Universities have gotten savvier since then. They've learned not to invite controversial conservatives so they can spare themselves the shame of graduates flaunting their intolerance in the name of diversity — blissfully unaware of how authoritarian they appear.
There's less mess in 2018. Academics smile and present their predictable politics in benevolent style, as your humble correspondent saw first hand last weekend when a university dean used an occasion meant to celebrate student achievement to criticize President Donald Trump's decision to downsize the Bears Ears National Monument in Utah.
The worst part: He got his facts wrong. The dean attributed the Bears Ears downsizing to Trump's Environmental Protection Agency — when it was the Department of Interior that recommended the change.

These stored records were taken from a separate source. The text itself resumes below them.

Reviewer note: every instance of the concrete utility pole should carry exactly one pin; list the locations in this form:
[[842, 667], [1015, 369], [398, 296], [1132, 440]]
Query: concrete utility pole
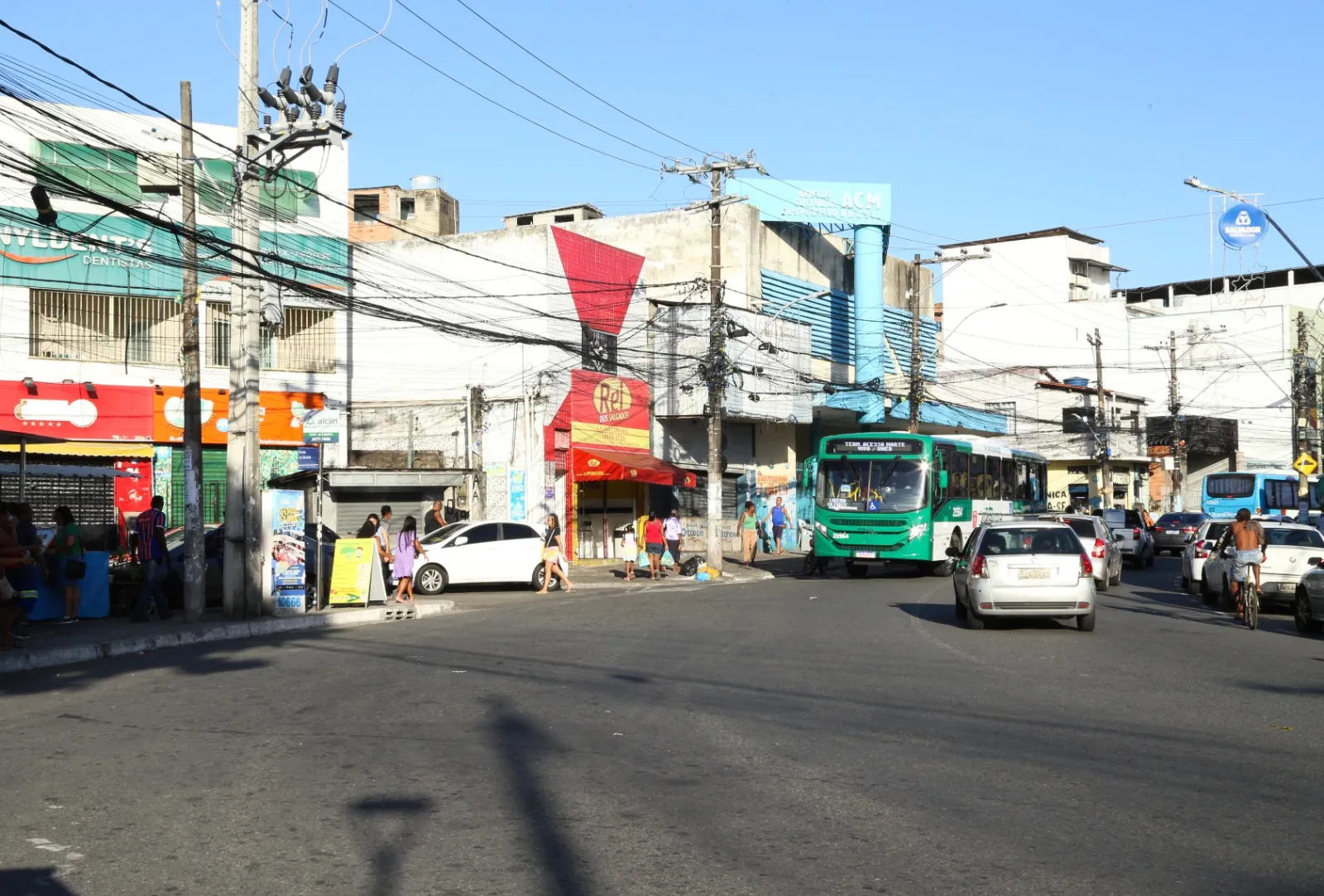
[[917, 391], [195, 568], [1105, 424], [242, 466], [718, 366]]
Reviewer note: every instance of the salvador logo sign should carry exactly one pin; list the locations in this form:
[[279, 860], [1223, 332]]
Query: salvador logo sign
[[1244, 225]]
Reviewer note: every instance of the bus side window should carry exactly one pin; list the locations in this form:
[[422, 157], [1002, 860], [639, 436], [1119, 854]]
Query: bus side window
[[960, 476]]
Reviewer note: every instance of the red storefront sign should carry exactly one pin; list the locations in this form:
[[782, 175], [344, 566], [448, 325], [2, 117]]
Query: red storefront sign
[[70, 410]]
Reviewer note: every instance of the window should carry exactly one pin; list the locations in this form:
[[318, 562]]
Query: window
[[483, 534], [64, 167], [1005, 410], [977, 477], [304, 342], [367, 208], [110, 328]]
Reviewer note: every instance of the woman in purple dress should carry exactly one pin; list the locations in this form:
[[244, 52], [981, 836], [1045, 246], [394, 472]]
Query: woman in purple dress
[[407, 549]]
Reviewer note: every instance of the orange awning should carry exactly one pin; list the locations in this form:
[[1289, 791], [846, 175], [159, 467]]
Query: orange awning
[[599, 465]]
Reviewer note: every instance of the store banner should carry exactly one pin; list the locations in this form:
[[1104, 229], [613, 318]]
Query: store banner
[[609, 412], [357, 573], [281, 416], [70, 410], [282, 549]]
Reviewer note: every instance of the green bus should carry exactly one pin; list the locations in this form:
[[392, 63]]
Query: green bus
[[899, 496]]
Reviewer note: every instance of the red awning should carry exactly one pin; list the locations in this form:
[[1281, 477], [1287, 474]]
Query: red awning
[[597, 465]]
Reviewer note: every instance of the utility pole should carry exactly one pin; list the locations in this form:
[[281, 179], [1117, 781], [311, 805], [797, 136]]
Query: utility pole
[[1105, 424], [717, 364], [195, 564], [917, 391], [311, 118]]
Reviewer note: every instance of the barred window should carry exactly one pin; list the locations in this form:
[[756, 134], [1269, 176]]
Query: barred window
[[305, 342], [110, 328]]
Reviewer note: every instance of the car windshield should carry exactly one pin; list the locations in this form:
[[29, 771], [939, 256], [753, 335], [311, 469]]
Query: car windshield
[[443, 534], [1030, 540], [1295, 538], [877, 485]]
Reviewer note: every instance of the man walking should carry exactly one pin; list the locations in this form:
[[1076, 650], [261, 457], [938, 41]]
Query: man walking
[[152, 558], [1249, 539], [384, 545]]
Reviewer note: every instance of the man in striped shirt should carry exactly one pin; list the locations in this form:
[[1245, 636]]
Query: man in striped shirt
[[152, 558]]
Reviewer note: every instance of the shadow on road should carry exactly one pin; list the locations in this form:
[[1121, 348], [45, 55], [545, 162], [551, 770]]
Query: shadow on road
[[40, 882], [392, 825], [518, 740]]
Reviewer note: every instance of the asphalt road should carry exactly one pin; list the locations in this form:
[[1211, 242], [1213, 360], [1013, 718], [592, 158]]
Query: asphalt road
[[732, 740]]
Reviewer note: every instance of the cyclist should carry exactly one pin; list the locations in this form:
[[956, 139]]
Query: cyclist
[[1248, 536]]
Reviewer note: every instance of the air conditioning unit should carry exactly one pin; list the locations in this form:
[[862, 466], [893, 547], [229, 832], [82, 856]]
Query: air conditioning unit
[[158, 174]]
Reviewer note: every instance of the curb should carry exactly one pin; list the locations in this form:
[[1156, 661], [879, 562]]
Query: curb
[[30, 659]]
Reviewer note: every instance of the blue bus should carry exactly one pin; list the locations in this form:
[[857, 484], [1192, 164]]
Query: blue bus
[[1259, 491]]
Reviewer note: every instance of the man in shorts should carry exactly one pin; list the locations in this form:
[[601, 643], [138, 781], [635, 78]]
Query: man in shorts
[[1248, 538]]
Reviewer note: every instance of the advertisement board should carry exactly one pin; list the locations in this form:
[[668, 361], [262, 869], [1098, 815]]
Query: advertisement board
[[816, 201], [357, 573], [282, 538]]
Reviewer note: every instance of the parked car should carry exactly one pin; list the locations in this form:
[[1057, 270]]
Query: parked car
[[1024, 568], [1172, 531], [478, 553], [1196, 552], [1096, 539], [1293, 551], [1132, 536]]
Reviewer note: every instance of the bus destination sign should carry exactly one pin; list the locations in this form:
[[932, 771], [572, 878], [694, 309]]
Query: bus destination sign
[[875, 446]]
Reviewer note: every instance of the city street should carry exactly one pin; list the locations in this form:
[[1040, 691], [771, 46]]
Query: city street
[[799, 736]]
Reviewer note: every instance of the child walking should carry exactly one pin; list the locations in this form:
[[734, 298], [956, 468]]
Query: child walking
[[631, 549]]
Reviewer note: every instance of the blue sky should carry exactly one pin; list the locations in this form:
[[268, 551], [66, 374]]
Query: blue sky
[[984, 118]]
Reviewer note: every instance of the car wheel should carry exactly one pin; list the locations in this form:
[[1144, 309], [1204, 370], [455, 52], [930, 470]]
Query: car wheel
[[1306, 624], [432, 580], [540, 575]]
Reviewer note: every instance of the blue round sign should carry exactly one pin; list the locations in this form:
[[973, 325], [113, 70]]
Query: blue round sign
[[1244, 225]]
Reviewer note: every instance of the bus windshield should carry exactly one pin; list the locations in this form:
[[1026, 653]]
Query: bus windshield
[[874, 486]]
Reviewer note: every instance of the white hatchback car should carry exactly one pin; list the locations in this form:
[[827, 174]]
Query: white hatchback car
[[1024, 568], [1293, 551], [480, 553]]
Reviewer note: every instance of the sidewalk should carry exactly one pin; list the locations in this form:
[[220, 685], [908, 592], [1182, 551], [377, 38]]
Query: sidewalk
[[60, 644]]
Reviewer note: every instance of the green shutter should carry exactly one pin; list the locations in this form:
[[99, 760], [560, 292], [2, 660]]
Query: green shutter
[[213, 486]]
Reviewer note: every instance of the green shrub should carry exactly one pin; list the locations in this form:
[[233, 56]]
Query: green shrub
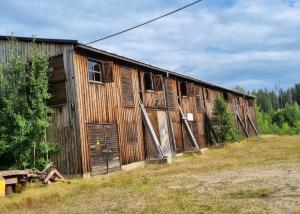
[[223, 124], [24, 115]]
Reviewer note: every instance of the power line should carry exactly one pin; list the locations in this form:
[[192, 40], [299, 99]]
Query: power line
[[147, 22]]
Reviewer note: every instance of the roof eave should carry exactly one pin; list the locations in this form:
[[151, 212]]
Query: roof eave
[[82, 46]]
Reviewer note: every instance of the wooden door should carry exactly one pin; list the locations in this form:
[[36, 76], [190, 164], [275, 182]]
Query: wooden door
[[164, 132], [104, 148]]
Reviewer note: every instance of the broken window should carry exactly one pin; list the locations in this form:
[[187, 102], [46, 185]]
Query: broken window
[[95, 71], [198, 103], [225, 96], [207, 94], [57, 82], [158, 83], [148, 80], [170, 95], [184, 89], [251, 103], [108, 72], [191, 91], [127, 87], [237, 101], [131, 132]]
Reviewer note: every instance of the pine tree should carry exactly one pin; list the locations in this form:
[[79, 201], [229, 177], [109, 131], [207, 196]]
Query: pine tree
[[223, 123], [24, 115]]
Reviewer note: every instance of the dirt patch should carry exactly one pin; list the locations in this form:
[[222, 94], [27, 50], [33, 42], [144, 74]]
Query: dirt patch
[[281, 182]]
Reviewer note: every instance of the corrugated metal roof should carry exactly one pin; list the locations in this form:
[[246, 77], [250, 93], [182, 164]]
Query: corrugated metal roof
[[171, 73], [80, 45], [45, 40]]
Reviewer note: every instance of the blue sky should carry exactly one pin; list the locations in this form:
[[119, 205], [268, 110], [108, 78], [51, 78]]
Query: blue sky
[[254, 44]]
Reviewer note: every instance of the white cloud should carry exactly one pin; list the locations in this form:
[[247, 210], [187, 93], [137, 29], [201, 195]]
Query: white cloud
[[223, 43]]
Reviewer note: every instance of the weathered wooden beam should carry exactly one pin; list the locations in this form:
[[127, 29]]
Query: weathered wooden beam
[[190, 133], [210, 128], [252, 124], [174, 149], [241, 123], [151, 131]]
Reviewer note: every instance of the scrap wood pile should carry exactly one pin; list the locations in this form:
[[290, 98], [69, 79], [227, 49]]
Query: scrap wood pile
[[15, 180], [49, 175]]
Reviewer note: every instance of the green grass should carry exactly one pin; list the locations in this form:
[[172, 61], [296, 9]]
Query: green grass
[[253, 193], [214, 182]]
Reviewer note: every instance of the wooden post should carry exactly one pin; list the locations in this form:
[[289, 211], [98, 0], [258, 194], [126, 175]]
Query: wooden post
[[190, 133], [2, 187], [252, 124], [149, 127], [240, 120]]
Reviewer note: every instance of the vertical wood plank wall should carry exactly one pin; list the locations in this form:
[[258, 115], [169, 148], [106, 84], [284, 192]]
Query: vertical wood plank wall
[[102, 103], [91, 103], [62, 127]]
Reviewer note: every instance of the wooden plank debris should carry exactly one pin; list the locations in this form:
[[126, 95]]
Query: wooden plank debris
[[241, 123], [151, 131]]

For the sake of family harmony, I shall not divulge the identity of the relative who walked away with an advanced degree or the name of the university. But I will quote one of his statements: "Democracy depends on educated citizens."
That's right, the dean who warned students about the risk of unschooled boobs ruining sound public policy didn't get his facts straight.
When I emailed the good dean about his error, he responded, "Thanks so much for this important correction. Yes, it was the Interior Department. Still my main point is valid, I believe, namely that the federal government is supposed to protect public lands and other public goods."
Get it? Even when he's factually wrong, he's so right it doesn't matter.
And yet, facts do matter. President Barack Obama designated Bears Ears a national monument in December 2016. It was the sort of out-the-door move politicians love because there is no risk at the ballot box.
It's also the sort of Washington-knows-best thinking that Westerners have come to expect from beltway bureaucrats, who have no problem with locals having less say in how land in fly-over country is used.
"The larger overview is that this isn't a problem for most Easterners because the federal government owns very small fractions of the land in the East and most of the Midwest," noted Todd Gaziano, executive director of the pro-property rights Pacific Legal Foundation.
In both Nevada and Utah, however, the federal government owns more than half the states' acreage. Obama's Bears Ears consumed 1.35 million acres, which is bigger than the size of Rhode Island.
Trump's downsized Bears Ears spans 201,876 acres — which makes for a pretty big spread, but not big enough for the dean.
Interior Secretary Ryan Zinke recommended that Bears Ears be downsized in keeping with the Antiquities Act of 1906. The act called for monuments to be "confined to the smallest area compatible with proper care and management" of land based on its value as an historic landmark, prehistoric structure or for its scientific interest. It makes sense to limit how much land can be put off limits by executive fiat.
Monument status, Gaziano noted, can mean less land for cattle grazing, mining and roads — endeavors that create jobs.
"What I don't think he understands," said Gaziano of the dean, "is the impact of legal monument designation on the individuals who aren't employed in Ivory Tower universities."
The only benefit Gaziano sees in monuments that consume more than one million acres is "environmental use for granola-crunching backpackers."
The dean's remarks were reminiscent of the opposition campaign to oil drilling in the Arctic National Wildlife Refuge, a cause dear to many who never have or never will set foot in the refuge. They throw out words like "public good" without seeming to weigh how their good intentions could shortchange people who actually live off the land. They mean well, and that's all that matters.